### Exploring Northwind database using SQL - Pivot and Unpivot

The Northwind database was originally created by Microsoft. It simulates a wholesale business called "Northwind Traders" that imports and exports foods worldwide.

In this exercise, I explore the Northwind database using Postgre SQL by Pivoting the tables.

In [1]:
#Import libraries
import pandas as pd
from sqlalchemy import create_engine, text

In [2]:
# Create database connection
engine = create_engine('postgresql+psycopg2://tharinduabeysinghe:####@localhost/northwind')

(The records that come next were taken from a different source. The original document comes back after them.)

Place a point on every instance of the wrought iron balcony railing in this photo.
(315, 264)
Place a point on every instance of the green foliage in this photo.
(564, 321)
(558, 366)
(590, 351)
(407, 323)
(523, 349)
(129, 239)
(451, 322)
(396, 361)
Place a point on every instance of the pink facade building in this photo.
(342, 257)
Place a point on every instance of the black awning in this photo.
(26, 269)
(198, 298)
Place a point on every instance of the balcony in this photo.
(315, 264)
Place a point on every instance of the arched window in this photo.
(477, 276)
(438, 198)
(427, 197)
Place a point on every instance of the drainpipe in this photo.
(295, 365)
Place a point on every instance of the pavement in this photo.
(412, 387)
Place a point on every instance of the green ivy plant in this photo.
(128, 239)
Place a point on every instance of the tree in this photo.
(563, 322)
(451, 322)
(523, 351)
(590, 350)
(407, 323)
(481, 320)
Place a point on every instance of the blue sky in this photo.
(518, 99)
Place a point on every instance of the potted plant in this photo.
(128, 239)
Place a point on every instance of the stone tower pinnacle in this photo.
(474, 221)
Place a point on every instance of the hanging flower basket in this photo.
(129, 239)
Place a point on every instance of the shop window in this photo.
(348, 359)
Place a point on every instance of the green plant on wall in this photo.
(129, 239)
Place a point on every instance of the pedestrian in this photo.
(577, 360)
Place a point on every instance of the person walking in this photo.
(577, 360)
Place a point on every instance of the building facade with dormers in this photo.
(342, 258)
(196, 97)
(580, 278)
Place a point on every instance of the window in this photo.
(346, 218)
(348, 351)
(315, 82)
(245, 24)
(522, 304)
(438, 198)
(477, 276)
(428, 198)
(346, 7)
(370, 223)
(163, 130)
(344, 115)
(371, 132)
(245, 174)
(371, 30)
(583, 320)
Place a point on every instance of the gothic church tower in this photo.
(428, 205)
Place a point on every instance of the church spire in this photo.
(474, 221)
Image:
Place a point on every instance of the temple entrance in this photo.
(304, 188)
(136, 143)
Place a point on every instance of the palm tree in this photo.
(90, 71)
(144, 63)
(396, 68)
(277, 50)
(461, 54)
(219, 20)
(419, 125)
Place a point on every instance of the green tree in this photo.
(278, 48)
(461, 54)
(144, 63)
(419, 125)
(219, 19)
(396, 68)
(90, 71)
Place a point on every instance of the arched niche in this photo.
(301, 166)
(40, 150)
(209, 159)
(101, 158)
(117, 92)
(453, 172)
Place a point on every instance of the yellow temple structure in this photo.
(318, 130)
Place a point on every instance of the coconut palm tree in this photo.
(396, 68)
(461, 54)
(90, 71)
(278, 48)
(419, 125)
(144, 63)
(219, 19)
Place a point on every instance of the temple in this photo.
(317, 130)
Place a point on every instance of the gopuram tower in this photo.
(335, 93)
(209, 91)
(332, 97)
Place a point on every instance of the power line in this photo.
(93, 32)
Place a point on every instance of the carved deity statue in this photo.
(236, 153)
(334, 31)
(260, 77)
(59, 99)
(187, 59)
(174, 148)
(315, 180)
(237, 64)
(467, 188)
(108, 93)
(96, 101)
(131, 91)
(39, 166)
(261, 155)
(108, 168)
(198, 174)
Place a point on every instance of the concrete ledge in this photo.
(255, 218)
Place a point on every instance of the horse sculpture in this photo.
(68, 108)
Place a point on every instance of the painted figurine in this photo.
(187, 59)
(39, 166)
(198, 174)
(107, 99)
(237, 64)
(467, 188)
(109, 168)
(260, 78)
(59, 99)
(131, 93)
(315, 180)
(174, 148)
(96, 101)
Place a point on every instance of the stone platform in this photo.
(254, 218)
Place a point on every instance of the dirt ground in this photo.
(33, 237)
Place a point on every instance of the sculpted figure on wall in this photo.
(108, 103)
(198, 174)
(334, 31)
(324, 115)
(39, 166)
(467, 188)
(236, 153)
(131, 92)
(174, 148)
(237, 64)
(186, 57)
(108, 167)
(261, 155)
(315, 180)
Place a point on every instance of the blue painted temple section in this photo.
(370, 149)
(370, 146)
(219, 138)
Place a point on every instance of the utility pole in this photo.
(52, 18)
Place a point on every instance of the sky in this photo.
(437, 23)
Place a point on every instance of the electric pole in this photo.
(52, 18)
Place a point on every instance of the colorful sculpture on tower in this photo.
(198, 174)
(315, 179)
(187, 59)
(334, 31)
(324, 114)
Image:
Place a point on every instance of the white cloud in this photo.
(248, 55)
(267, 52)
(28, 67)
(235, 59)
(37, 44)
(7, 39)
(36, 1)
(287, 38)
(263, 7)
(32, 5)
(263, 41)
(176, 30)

# Run quey and load data to a dataframe
def execute_sql_query(sql):
    # Load data into a pandas DataFrame
    df = pd.DataFrame()
    with engine.connect() as conn:
        df = pd.read_sql_query(text(sql), conn)
    return df

#### Pivot and UnPivot

Pivot and Unpivot are used to transform data (rotate from rows to columns and vice versa) and make more readable and efficient. This is crucial in summarizing, analyzing and reporting data. 

When we apply Pivot, each unique value in a column turned into its own column and data is aggregated based on a specific function such as sum, avg, or count. Unpivot is the reverse of Pivot. It converts columns back into rows. 

Many pivot tasks in SQL can be completed using an aggregate functions with FILTER function. The FILTER() function lets you to compute multiple conditional aggregates in the same query. This is often the simplest and cleanest method to pivot a table. When we have dynamic and unknown categories or when we need to pivot dozens of values aggregate and FILTER() method is not enough. In that case we can use Pivot or Crosstab functions depending on the DBMS system we use. 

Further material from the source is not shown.